Been revisiting my journal of 1998 again, in the course of preparing a couple of presentations on journal writing, and, if I may say so, am still pleased with it as a piece of work. I collected a lot of pieces, snippets, quotations, in the course of compiling it. Here are two more which I think still work today. First a Jewish academic on the tragedy of relations between the Children of Abraham/Ibrahim, the so-called People of the Book:
“The image I have is of three traumatized individuals walking through darkness and holding flickering candles to illumine their way; candles lit by their forebears to get them through the dark nights of the soul … three wandering pilgrims yearning to get back home, afraid that out of the darkness some old or new enemy will attack them, afraid of perpetual victimization, afraid to trust each other, afraid to trust others who might help them overcome their fear and dread. And then, suddenly, the three of them converge, and their candles illumine each others faces, and each experiences the shock of mutual recognition; in the human faces is the reflection of something mysteriously Divine, so that all three can echo the exclamation of the wounded Jacob, renamed Israel: “I see the face of God in your face”.
(Yehetzkel Landau)
And this:
“Late, and it’s starting to rain. It’s time to go home.
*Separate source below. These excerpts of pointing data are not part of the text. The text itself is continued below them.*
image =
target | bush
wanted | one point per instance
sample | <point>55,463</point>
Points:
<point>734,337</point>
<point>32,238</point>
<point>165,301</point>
We’ve wandered long enough in empty buildings.
I know it’s tempting to stay and meet these new people.
I know it’s even more\sensible
To spend the night here with them,
But I want to go home.
We’ve seen enough beautiful places with signs on them
Saying “This is God’s House”.
That’ seeing grain like ants do,
Without the work of harvesting.
Let’s leave the grazing to the cows, and go
Where we will know what everyone really intends,
Where we can walk around with no clothes on.”